Re: libpq compression

From: Konstantin Knizhnik <k(dot)knizhnik(at)postgrespro(dot)ru>
To: Robbie Harwood <rharwood(at)redhat(dot)com>, Thomas Munro <thomas(dot)munro(at)enterprisedb(dot)com>
Cc: Grigory Smolkin <g(dot)smolkin(at)postgrespro(dot)ru>, PostgreSQL Hackers <pgsql-hackers(at)lists(dot)postgresql(dot)org>
Subject: Re: libpq compression
Date: 2018-06-19 07:54:38
Views: Raw Message | Whole Thread | Download mbox | Resend email
Lists: pgsql-hackers

On 18.06.2018 23:34, Robbie Harwood wrote:
> t
> Konstantin Knizhnik <k(dot)knizhnik(at)postgrespro(dot)ru> writes:
>> On 06.06.2018 02:03, Thomas Munro wrote:
>>> On Wed, Jun 6, 2018 at 2:06 AM, Konstantin Knizhnik
>>> <k(dot)knizhnik(at)postgrespro(dot)ru> wrote:
>>>> Thank you for review. Updated version of the patch fixing all reported
>>>> problems is attached.
>>> Small problem on Windows[1]:
>>> C:\projects\postgresql\src\include\common/zpq_stream.h(17): error
>>> C2143: syntax error : missing ')' before '*'
>>> [C:\projects\postgresql\libpq.vcxproj]
>>> 2395
>>> You used ssize_t in zpq_stream.h, but Windows doesn't have that type.
>>> We have our own typedef in win32_port.h. Perhaps zpq_stream.c should
>>> include postgres.h/postgres_fe.h (depending on FRONTEND) like the
>>> other .c files in src/common, before it includes zpq_stream.h?
>>> Instead of "c.h".
>>> [1]
>> Thank you very much for reporting the problem.
>> I attached new patch with include of postgres_fe.h added to zpq_stream.c
> Hello!
> Due to being in a similar place, I'm offering some code review. I'm
> excited that you're looking at throughput on the network stack - it's
> not usually what we think of in database performance. Here are some
> first thoughts, which have some overlap with what others have said on
> this thread already:
> ###
> This build still doesn't pass Windows:
> You can find more about what the bot is doing here:
Thank you.
Looks like I found the reason: has to be patched.

> ###
> I have a few misgivings about pq_configure(), starting with the name.
> The *only* thing this function does is set up compression, so it's
> mis-named. (There's no point in making something generic unless it's
> needed - it's just confusing.)
Well, my intention was that this function *may* in future perform some
other configuration setting not related with compression.
And it is better to encapsulate this knowledge in pqcomm, rather than
make  postmaster (BackendStartup) worry about it.
But I can rename this function to pq_cofigure_compression() or whatever
your prefer.

> I also don't like that you've injected into the *startup* path - before
> authentication takes place.
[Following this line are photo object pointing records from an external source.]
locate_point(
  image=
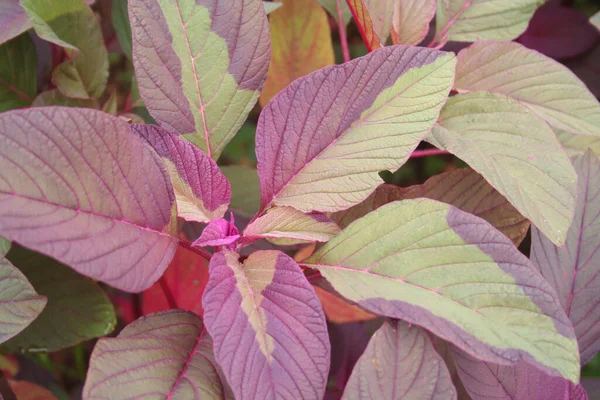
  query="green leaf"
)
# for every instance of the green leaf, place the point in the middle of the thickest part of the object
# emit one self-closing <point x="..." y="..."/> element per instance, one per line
<point x="452" y="273"/>
<point x="18" y="73"/>
<point x="19" y="303"/>
<point x="547" y="88"/>
<point x="516" y="152"/>
<point x="120" y="20"/>
<point x="72" y="25"/>
<point x="471" y="20"/>
<point x="245" y="189"/>
<point x="55" y="98"/>
<point x="77" y="308"/>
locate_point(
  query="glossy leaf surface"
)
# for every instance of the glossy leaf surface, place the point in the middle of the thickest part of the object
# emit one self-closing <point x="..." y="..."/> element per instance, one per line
<point x="464" y="188"/>
<point x="411" y="20"/>
<point x="517" y="153"/>
<point x="471" y="20"/>
<point x="574" y="270"/>
<point x="18" y="80"/>
<point x="269" y="330"/>
<point x="73" y="25"/>
<point x="452" y="273"/>
<point x="200" y="65"/>
<point x="287" y="222"/>
<point x="556" y="95"/>
<point x="363" y="116"/>
<point x="399" y="362"/>
<point x="77" y="308"/>
<point x="201" y="190"/>
<point x="111" y="218"/>
<point x="166" y="355"/>
<point x="300" y="42"/>
<point x="19" y="303"/>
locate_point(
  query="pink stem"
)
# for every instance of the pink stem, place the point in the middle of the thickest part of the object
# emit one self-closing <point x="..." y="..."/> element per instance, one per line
<point x="439" y="36"/>
<point x="343" y="37"/>
<point x="428" y="152"/>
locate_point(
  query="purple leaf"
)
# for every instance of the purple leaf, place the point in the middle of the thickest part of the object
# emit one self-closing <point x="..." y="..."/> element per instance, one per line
<point x="574" y="270"/>
<point x="268" y="326"/>
<point x="485" y="381"/>
<point x="164" y="355"/>
<point x="201" y="189"/>
<point x="200" y="65"/>
<point x="400" y="362"/>
<point x="219" y="232"/>
<point x="321" y="142"/>
<point x="13" y="20"/>
<point x="78" y="186"/>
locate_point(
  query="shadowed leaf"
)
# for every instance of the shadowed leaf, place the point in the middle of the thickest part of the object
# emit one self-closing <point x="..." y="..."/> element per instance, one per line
<point x="201" y="190"/>
<point x="574" y="270"/>
<point x="73" y="25"/>
<point x="301" y="44"/>
<point x="362" y="117"/>
<point x="269" y="330"/>
<point x="556" y="95"/>
<point x="77" y="308"/>
<point x="164" y="355"/>
<point x="200" y="65"/>
<point x="452" y="273"/>
<point x="516" y="152"/>
<point x="79" y="186"/>
<point x="399" y="363"/>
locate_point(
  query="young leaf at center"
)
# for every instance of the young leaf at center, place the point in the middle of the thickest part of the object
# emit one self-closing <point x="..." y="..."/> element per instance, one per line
<point x="322" y="141"/>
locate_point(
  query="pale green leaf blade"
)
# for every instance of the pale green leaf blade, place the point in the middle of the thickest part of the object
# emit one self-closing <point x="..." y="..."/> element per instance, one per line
<point x="19" y="303"/>
<point x="200" y="66"/>
<point x="77" y="308"/>
<point x="452" y="273"/>
<point x="73" y="25"/>
<point x="517" y="153"/>
<point x="289" y="223"/>
<point x="546" y="87"/>
<point x="471" y="20"/>
<point x="18" y="73"/>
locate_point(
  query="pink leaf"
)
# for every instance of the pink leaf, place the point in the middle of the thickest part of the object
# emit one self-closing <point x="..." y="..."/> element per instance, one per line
<point x="201" y="189"/>
<point x="78" y="186"/>
<point x="268" y="327"/>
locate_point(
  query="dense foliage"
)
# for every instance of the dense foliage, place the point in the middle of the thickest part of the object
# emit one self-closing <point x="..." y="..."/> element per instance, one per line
<point x="335" y="257"/>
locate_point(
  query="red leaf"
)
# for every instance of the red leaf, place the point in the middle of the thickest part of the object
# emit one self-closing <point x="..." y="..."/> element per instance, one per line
<point x="185" y="279"/>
Fundamentally, authentication (if it
> happens) consists of exchanging some combination of short strings (e.g.,
> usernames) and binary blobs (e.g., keys). None of this will compress
> well, so I don't see it as worth performing this negotiation there - it
> can wait. It's also another message in every startup. I'd leave it to
> connection parameters, personally, but up to you.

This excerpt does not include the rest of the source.